Speaking of Captain Phasma… yet another underutilized character. Finn should have had his lightsaber/electro-gun-thingy fight with her instead of some random Stormtrooper. It would have been way more meaningful of a battle for Finn and it would have given Phasma something interesting to do besides order troopers around poorly. We could have even gotten some witty dialog in there too. It was an underutilized moment that could have been utilized for an underutilized character.
And about that Starkiller thing – Did we really need it? It seemed like it was a poor knock-off of the Death Star but five times the size and with more firepower. It just doesn’t add anything to the plot or the story and despite its massive firepower, doesn’t seem all that menacing. I guess because we have already seen the Death Star before and this just seemed like more of the same. The First Order could have just used a fleet of ships to add the same kind of menace to this story.
Now to the characters we all know and love. Han and Chewie were great. Han went back to smuggling and talking his way out of various situations of his own making and Chewie was right there for the ride. The explosive charges at the Starkiller shield reactor was yet another example of heavy-handed call back (his time to the explosive charges on Endor in EOTJ), but his final confrontation with his son was pretty great. And who didn’t tear up when Han and Leia reunited? And laughed when C3-P0 interrupted that moment?

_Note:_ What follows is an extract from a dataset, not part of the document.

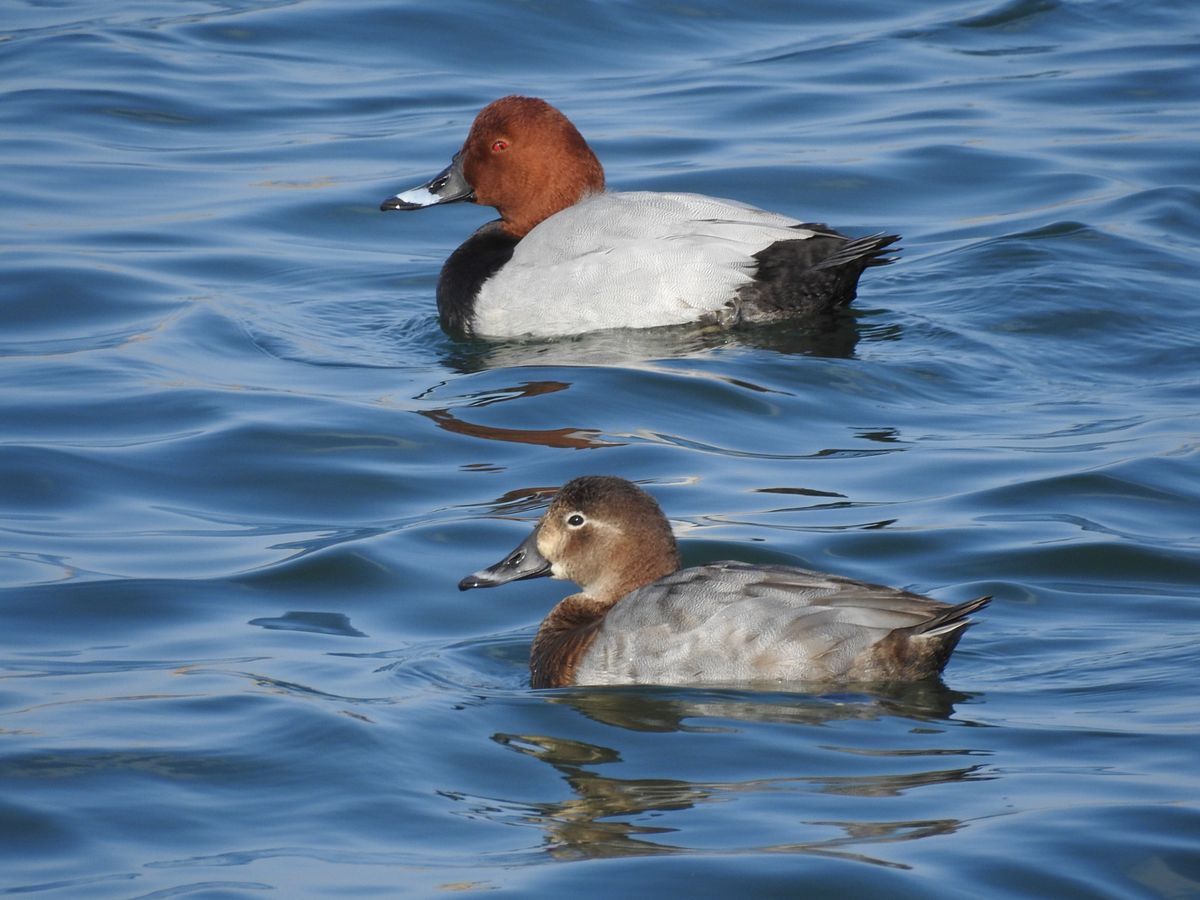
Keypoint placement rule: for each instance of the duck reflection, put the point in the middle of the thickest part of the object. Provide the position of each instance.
(835, 336)
(597, 821)
(570, 438)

Leia has become the leader of the Rebellion, but we didn’t really get to see her actually lead. That was a missed opportunity. We could have replaced her with any leader and it wouldn’t have made any difference. She didn’t do anything that was particularly “Leia.”

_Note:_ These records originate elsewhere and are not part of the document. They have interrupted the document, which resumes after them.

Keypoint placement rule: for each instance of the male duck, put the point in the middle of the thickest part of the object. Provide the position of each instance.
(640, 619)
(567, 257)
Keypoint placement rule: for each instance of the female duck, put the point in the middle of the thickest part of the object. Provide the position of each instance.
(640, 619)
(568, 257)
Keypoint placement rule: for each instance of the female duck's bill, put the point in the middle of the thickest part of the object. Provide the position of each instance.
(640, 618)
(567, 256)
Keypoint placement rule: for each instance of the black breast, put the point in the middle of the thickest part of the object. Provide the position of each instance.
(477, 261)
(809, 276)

Old Admiral Ackbar returned and while I didn’t expect or want him to deliver his trademark phrase, I was hoping he would deliver a new phrase that would become equally as memorable. That didn’t happen and it was a huge disappointment.
C3-P0 delivered on his traditional comic relief brought about by his self-absorbed poor timing. But there wasn’t enough of those moments. He really needs someone to play off of and if R2-D2 was in a coma, BB-8 should have stepped into that role in a much bigger way. And why was R2 in a coma, exactly? And what brought him out of it so suddenly? While we are at it, why did we even need his large portion of the map when the destination was on the other part of the map? They couldn’t find the star system with BB-8’s portion of the map alone? Really? That’s pretty weak especially when an easier explanation could have been that R2 had the decoder for the map that BB-8 obtained.
As for Luke, unlike most people, I was not terribly disappointed that he was barely in the film. I had predicted that he would only show up at the end of the film. They could have given him a line or two though. Still, I expect him to have a much greater role in the next film.
Over all, I enjoyed the movie but it definitely didn’t have the depth or gravitas of the other films. I really wish they would have let George Lucas help them out with the story. I get that no one but me liked the prequels, but the problem with the prequels wasn’t the story. Lucas could have consulted and then they could have regulated on him a little. Lawrence Kasdan was really helpful, but it just wasn’t enough. This movie was missing the Lucas magic.